Speaking Wednesday at the GrayRobinson Community Leader Forum at the The River Club, Fox provided data demonstrating that Firehouse's most successful restaurants — in terms of sales — also are the most successful in terms of giving.
He said the top 25 restaurants in the chain raised an average of $15,840 for the company's Public Safety Foundation last year, and produced average sales of $850,562.
Meanwhile, the bottom 25 restaurants raised an average of only $871 for the foundation, and their total sales averaged $665,470 last year.
"They are franchises that are not engaged in the spirit of philanthropy," Fox said.
"The major variable (between the top and bottom performance) is their commitment to the community," he said.
The Firehouse Subs Public Safety Foundation, which provides life-saving equipment, disaster assistance and educational opportunities for first responders and public safety organizations, is a major part of the company's culture, Fox said.
But Firehouse's success also can be attributed to the two other attributes of the culture: the quality of its food and service.
Industry consulting firm Technomic Inc. surveyed consumers and found Firehouse was the top-rated U.S. chain in the fast casual restaurant category.
In addition to its top overall rating, Firehouse finished first in 19 of the 51 metrics rated by Technomic, Fox said.
He said Firehouse's business model succeeds by not focusing on profits, but on the sales at individual restaurants.
"Average unit volume is the most important metric that we focus on," Fox said.
Firehouse, started by brothers Chris and Rob Sorensen with one Jacksonville restaurant in 1994, has grown into a chain of 612 restaurants in 36 states and Puerto Rico.
The company is in the fourth year of a 10-year plan to reach 2,000 restaurants by 2020, Fox said. It expects to reach 715 restaurants by the end of this year, owned mainly by 183 individual franchisees. Thirty restaurants are company-owned.
The Sorensens have been very cautious about franchise growth over the years, and never actually intended to operate a nationwide chain, Fox said.
"Their vision was nothing more than to open that first restaurant in 1994," he said.

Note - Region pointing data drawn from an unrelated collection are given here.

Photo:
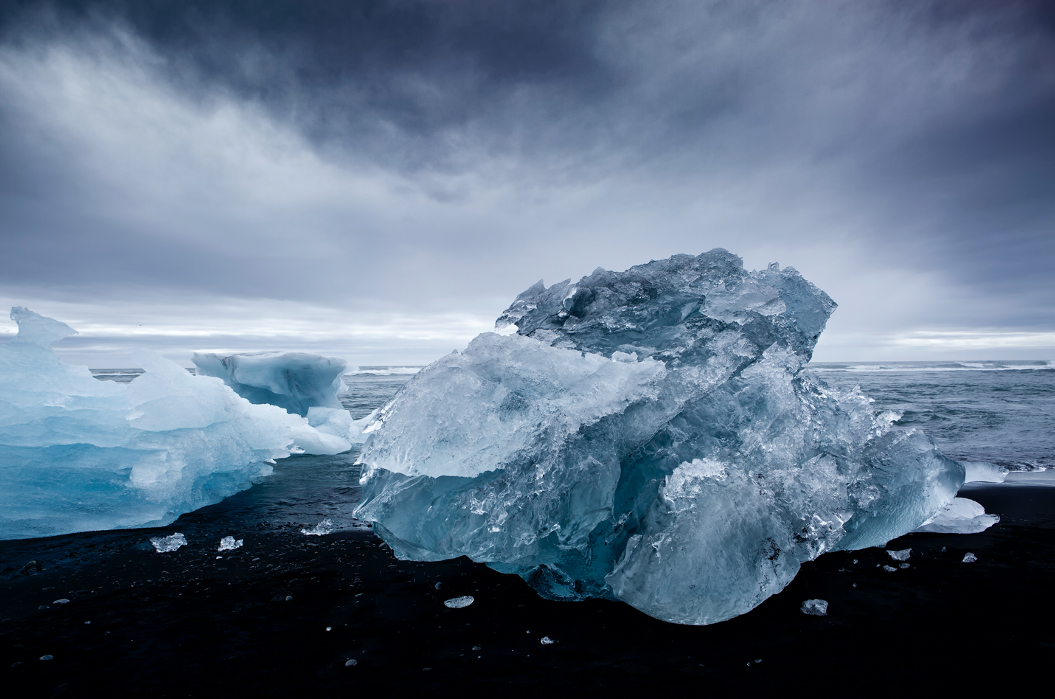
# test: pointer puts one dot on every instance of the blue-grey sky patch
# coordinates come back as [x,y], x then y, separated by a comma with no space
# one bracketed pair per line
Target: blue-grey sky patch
[379,179]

However, Fox said the brothers had a very smart vision on how to operate the restaurant. Instead of selling turkey and ham or corned beef and pastrami subs, they branded them as the Hook & Ladder and the New York Steamer. Fox believes those names have helped the success of the restaurants.
"Robin and Chris were very wise about this," he said.
"They branded their food from the very beginning."